Таким образом вполне естественно отпадает опасность ригоризма и вместе с тем сохраняется та борьба культуры-разума с естеством-чувственностью, в которой рождаются и добро, и зло, и в которой открывается возможность осознания своего долга, нравственных обязанностей: доброе естественное течение должно не просто констатироваться в этом случае как существующее, но и как должное:
естество же пришедшее в столкновение с основным принципом добра, должно быть преодолено и введено с помощью культурного претворения в то русло, где оно, оставаясь естеством, вместе с тем пришло бы в согласие с принципом добра.

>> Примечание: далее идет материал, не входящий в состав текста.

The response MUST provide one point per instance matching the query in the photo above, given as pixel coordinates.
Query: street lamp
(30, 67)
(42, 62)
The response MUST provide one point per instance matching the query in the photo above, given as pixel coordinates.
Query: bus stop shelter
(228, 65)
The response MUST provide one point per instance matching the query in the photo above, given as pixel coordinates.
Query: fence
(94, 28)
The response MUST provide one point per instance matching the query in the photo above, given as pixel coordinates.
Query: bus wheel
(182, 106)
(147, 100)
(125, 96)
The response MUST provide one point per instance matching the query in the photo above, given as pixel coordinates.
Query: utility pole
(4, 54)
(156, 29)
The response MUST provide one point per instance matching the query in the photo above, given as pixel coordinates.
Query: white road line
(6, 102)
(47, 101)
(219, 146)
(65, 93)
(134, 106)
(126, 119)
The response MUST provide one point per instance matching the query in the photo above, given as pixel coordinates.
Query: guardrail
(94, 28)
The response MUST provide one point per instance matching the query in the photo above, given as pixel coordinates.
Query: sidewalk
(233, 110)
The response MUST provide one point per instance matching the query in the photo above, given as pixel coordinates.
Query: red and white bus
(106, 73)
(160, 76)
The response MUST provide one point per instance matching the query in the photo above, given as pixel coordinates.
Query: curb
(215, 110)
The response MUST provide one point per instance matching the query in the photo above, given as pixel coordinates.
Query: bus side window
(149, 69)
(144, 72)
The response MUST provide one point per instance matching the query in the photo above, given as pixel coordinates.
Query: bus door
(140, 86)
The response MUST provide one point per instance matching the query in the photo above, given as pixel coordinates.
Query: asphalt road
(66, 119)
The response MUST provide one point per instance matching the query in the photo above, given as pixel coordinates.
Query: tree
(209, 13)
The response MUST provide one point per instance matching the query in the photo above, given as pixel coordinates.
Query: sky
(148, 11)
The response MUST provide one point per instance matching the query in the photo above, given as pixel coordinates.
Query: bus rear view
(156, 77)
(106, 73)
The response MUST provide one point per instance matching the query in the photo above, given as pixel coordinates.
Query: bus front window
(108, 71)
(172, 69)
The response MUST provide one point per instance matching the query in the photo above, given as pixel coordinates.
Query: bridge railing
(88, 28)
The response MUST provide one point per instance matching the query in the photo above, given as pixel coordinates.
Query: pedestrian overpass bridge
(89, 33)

В понятии обязанности или долга нет никаких оснований видеть повод к исключению инстинкта и замене его разумным убеждением: у счастливых натур они могут и идут в гармонии друг с другом; если бы это было иначе, то нравственность и добро были бы противоестественными явлениями, что явно бьет в лицо разуму и смыслу. На этом именно и построена злая эпиграмма Шиллера на ригоризм Канта[1068], явная несообразность одевается в форму серьезного ответственного принципа, и этим достигается великолепный эффект злой иронии и насмешки. Индивид, направленный на объективные, в том числе и этические ценности, повысился не только философски в своем ранге, потому что он стал личностью, но он укрепил себя и биологически в известном смысле, потому что он не только по смыслу, философски, но и жизненно связал себя с широкой социальной, объективной основой, как бы отождествил себя с ней, и таким образом в его существовании становятся заинтересованными тем более широкие круги жизни, чем больший круг захватывают признанные им объективные ценности, в данном случае этические ценности, тем шире и глубже он приемлем и желателен социально. Индивид на этом пути становится как бы сверхиндивидуальным; на него отчасти распространяется значение этих ценностей[1069].Таким образом царство морали, естественно, должно перестать быть пустыней, заполоненной одной добродетелью, как однообразным сыпучим песком, и должно расцветиться всем богатым калейдоскопом жизненных красок, как это мы надеемся отметить дальше. Пустыня эта создается все тем же отвлеченным, умерщвляющим подходом к живым явлениям, и неудивительно, что в итоге получается мертвое и пустынное. Всепоглощающий нравственный закон, принцип добра покупает это единообразие и безусловность дорогой ценой изгнания всего живого. Мы далеки от мысли отказаться от него целиком, мы хотим только понять его в той связи, в какой он должен быть взят, мы хотим отвести ему то место, какое принадлежит ему по праву, не меньше, но и не больше. Добро, как и зло, всегда конкретно, оно определенное жизненное явление – не худосочное отражение категорического императива, а сама полнокровная действительность; но принцип его, искусственная выжимка из него может быть дана в виде искусственного отвлеченного принципа всеобщего, формального
характера. Это явление вполне равноценно, например, законам логики, которые предназначены определять познание, но сами по себе неспособны создать ни малейшей мысли, если мы не возьмем их самих как одни из многих суждений, подчиненных тем же законам, т. е. когда они уже не законы. Этим нисколько не умаляется значение нравственного принципа, но он перестает быть молохом, во имя которого сжигается вся красочность живого добра в живом мире. Мы распознаем во всей сути чисто формальный характер его и в этом смысле всю его бессодержательность вне применения к живым явлениям. В известном смысле мы не можем не присоединиться к словам Вл. Соловьева, который очень остроумно говорит[1070] по поводу такого отвлеченного принципа в роли безусловного принципа действительного поведения человека как о положении, при котором «химик, например, стал бы требовать или считать возможным, чтобы люди употребляли вместо воды чистый водород»; это действительно была бы «моральная химия». Этот принцип имеет свой огромный смысл, как и водород не для питья, а на своем месте, указанном химией.